Plate 1 top compounds I generally consider it a success if a model predicts the top molecules to be included in the first experimental batch, whether that be 8, 24, or however many. By this metric, the model is not great. The top molecule (OADMET-0006546) is 22nd ranked by the model; the second most potent molecule is 66th. Only two of the top eight molecules are in the model top eight. Only seven of the top 24 are in the model top 24. In instances where resources are limited, this model is not satisfactory at triaging up the best compounds.

Rank order of top 42 actives (true pEC50 > 5.5)

42 unblinded actives (true pEC₅₀ > 5.5) ranked by true potency (x) vs predicted potency (y). Red box: only 2/8 of the actual top 8 land in the predicted top 8. Blue box: only 7/24 of the actual top 24 land in the predicted top 24.

pEC₅₀ distributions: test predictions, test actuals, training set

experimental (test set 1) predicted training set (n=4,139)

Distribution of pEC₅₀: actual, predicted, and training data. Predictions clearly missed the low-end and a bit on the high-end, too.

Failure Diagnosis:

Active-enriched training + MAE-optimized stacking + positive-only NNLS created model that cannot express "this molecule really does not bind PXR."

The NNLS (non-negative least squares) stack was chosen to keep ensemble weights interpretable and prevent cancellation artifacts.

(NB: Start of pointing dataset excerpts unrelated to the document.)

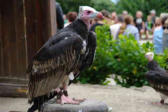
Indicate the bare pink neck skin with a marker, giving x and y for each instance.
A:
(87, 22)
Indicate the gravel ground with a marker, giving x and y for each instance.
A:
(119, 98)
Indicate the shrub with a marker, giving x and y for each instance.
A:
(129, 63)
(125, 58)
(100, 69)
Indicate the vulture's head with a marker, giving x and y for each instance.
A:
(149, 56)
(86, 14)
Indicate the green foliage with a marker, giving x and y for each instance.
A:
(73, 5)
(144, 5)
(162, 59)
(103, 4)
(129, 63)
(125, 58)
(100, 69)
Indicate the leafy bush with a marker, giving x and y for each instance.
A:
(124, 57)
(129, 62)
(100, 69)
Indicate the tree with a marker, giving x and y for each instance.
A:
(73, 5)
(144, 5)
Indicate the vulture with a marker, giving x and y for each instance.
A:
(157, 77)
(61, 59)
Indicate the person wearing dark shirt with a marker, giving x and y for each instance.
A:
(139, 23)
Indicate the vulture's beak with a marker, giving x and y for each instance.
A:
(96, 15)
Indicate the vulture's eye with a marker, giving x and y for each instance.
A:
(88, 12)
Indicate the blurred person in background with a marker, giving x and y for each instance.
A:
(158, 36)
(153, 15)
(59, 16)
(115, 29)
(71, 16)
(65, 19)
(107, 17)
(96, 22)
(139, 22)
(113, 16)
(124, 13)
(148, 26)
(130, 28)
(165, 32)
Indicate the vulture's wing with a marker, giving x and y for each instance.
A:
(158, 80)
(53, 62)
(90, 53)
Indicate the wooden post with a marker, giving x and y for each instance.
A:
(25, 25)
(40, 24)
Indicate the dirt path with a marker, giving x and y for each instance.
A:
(119, 98)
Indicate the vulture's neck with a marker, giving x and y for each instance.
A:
(80, 27)
(152, 65)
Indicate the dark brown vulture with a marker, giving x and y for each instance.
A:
(61, 59)
(157, 77)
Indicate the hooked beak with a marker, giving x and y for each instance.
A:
(96, 15)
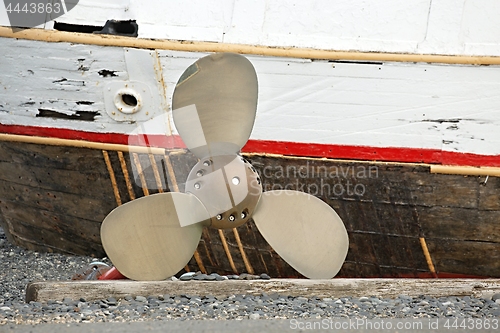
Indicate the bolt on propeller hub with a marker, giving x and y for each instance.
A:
(229, 188)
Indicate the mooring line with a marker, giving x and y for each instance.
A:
(141, 174)
(427, 255)
(226, 249)
(159, 185)
(248, 266)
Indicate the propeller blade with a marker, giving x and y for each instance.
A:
(154, 237)
(214, 104)
(306, 232)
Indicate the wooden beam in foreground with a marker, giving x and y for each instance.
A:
(95, 290)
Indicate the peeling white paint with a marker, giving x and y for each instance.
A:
(450, 107)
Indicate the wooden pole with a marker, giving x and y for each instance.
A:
(193, 46)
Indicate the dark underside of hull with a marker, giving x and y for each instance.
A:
(401, 219)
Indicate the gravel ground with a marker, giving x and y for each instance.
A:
(19, 267)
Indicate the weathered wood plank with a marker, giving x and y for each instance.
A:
(475, 258)
(94, 290)
(95, 184)
(51, 157)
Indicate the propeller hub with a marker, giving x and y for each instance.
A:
(229, 188)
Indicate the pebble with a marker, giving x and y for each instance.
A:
(25, 266)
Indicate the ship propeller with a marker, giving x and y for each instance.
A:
(214, 106)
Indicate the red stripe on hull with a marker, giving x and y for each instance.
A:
(384, 154)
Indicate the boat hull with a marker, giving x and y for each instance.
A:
(402, 220)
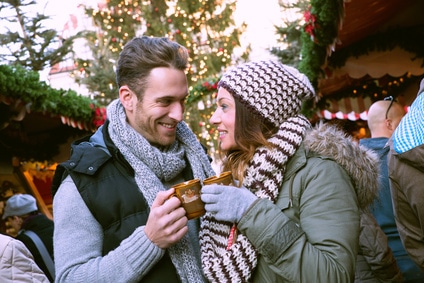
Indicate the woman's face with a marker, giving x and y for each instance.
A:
(224, 118)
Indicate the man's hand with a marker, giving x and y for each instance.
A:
(227, 203)
(167, 222)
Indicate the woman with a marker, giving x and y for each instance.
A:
(301, 189)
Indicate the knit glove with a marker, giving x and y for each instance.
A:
(227, 203)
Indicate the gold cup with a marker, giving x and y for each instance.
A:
(225, 178)
(189, 194)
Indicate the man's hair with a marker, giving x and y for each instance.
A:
(143, 54)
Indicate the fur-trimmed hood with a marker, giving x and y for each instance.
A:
(360, 163)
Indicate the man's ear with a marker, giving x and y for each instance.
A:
(126, 96)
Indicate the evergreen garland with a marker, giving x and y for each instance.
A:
(18, 83)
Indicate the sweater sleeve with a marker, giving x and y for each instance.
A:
(78, 241)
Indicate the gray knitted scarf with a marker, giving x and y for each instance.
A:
(154, 167)
(264, 177)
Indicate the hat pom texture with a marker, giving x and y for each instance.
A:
(272, 90)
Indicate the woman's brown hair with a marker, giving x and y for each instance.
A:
(251, 132)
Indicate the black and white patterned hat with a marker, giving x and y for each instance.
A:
(269, 88)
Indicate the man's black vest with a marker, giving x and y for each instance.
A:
(107, 185)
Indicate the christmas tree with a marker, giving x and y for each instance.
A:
(206, 28)
(27, 41)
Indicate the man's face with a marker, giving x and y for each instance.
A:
(156, 116)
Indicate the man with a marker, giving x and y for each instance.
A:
(114, 218)
(406, 172)
(22, 213)
(17, 262)
(383, 118)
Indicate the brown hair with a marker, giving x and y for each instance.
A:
(142, 54)
(251, 131)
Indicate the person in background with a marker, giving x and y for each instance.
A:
(383, 118)
(406, 173)
(114, 218)
(22, 213)
(295, 215)
(17, 263)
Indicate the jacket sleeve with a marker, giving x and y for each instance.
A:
(78, 245)
(406, 172)
(322, 245)
(377, 255)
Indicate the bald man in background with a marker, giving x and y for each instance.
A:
(383, 118)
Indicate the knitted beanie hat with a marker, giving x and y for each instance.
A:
(272, 90)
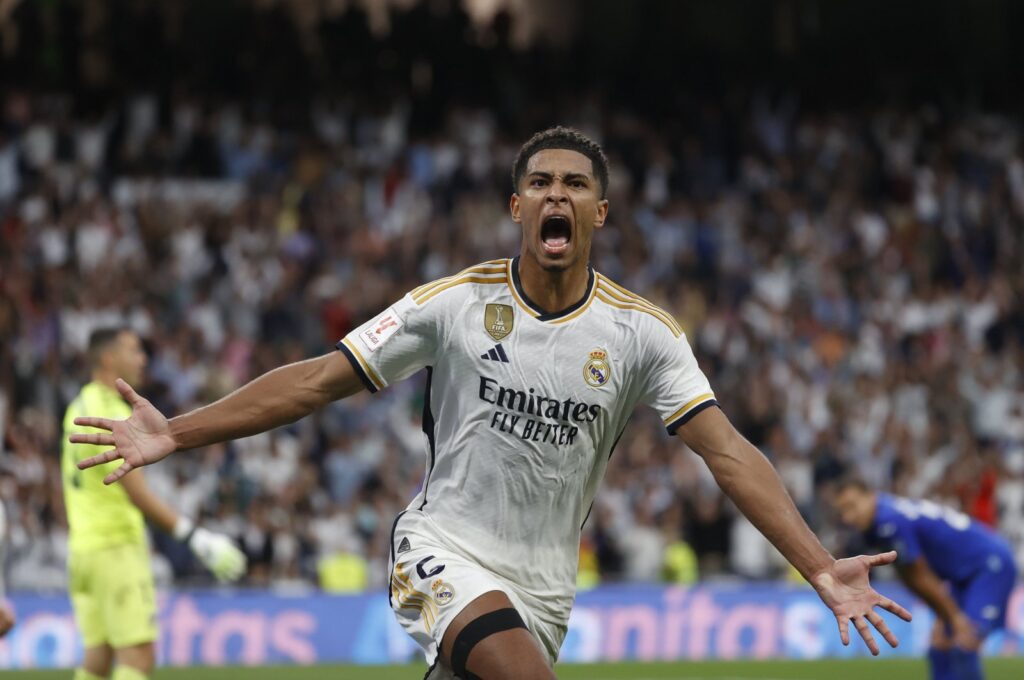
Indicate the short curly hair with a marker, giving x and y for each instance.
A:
(562, 137)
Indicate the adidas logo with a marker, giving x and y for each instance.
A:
(496, 353)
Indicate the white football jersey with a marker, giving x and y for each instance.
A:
(523, 409)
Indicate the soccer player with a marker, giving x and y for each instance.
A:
(7, 619)
(937, 544)
(111, 581)
(534, 367)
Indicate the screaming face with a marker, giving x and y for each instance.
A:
(559, 205)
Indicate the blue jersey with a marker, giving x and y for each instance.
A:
(954, 546)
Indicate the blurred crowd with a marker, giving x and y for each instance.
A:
(852, 282)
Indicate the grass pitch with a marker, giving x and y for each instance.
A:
(996, 669)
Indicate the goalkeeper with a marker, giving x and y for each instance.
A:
(116, 608)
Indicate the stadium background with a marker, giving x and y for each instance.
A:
(828, 196)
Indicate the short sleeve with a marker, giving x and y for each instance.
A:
(395, 343)
(675, 385)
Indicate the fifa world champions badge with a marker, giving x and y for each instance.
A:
(597, 370)
(498, 321)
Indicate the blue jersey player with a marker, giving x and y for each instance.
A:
(962, 568)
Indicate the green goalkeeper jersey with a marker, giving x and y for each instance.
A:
(98, 516)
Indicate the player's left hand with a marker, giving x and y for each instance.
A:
(218, 554)
(845, 588)
(7, 619)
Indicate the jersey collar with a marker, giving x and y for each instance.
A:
(535, 309)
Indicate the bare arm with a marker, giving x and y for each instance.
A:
(747, 477)
(279, 397)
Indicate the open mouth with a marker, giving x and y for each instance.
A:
(556, 232)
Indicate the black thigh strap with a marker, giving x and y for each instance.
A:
(478, 629)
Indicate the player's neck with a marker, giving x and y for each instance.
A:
(553, 291)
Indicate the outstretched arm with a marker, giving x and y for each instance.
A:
(281, 396)
(747, 477)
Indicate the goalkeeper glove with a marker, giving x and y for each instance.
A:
(215, 551)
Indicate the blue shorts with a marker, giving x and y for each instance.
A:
(984, 596)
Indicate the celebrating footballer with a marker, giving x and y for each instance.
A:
(534, 366)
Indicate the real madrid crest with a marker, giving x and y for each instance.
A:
(443, 593)
(498, 321)
(597, 370)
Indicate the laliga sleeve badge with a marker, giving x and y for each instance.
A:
(380, 330)
(597, 370)
(443, 593)
(498, 321)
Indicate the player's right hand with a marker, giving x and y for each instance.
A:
(218, 554)
(141, 439)
(7, 619)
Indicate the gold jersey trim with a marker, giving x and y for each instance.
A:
(365, 365)
(689, 406)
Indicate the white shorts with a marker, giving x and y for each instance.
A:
(431, 583)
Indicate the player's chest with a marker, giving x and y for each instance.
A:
(571, 371)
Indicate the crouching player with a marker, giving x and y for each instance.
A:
(937, 544)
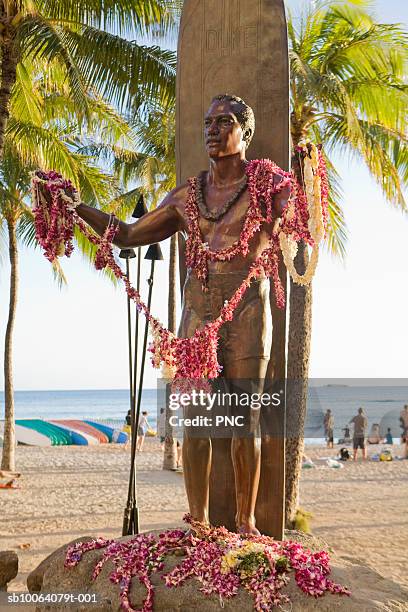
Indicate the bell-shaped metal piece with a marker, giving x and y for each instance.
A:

It also means no single head can pull a prediction down unless the base head does so — and the base heads were themselves trained on an active-heavy target distribution. There is no mechanism in the current stack to recognize and downshift true inactives, outside of the minor perturbations.

Some thoughts for Phase 2

1. Trust the training distribution One difficulty of this challenge is that the training compounds are far from the challenge compounds. However, on aggregate, the expansion analogs performed pretty similarly to the initial dose-response data. Stratifying the final ensemble to fit this distribution may help at both ends.
2. Rank-aware stack loss Replace the pure MAE-optimized NNLS objective with a blended ranking-aware loss (e.g., MAE + a pairwise rank-penalty), so the stack is explicitly rewarded for getting the ordering right, not just the absolute residuals.
3. Full-range docking perturbation Docking was applied conservatively - it was one of the last things I enabled. I concentrated on the active region, under the hypothesis that docking could help discern molecules that were partial agonists from full agonists. Perhaps it is just as, if not more effective at the low end, identifying clear non-binders that should have no activity.
4. External inactive augmentation Curated public inactives could help on the low-side of the prediction window. Earlier attempts hurt, but those attempts predate the CheMeleon representation.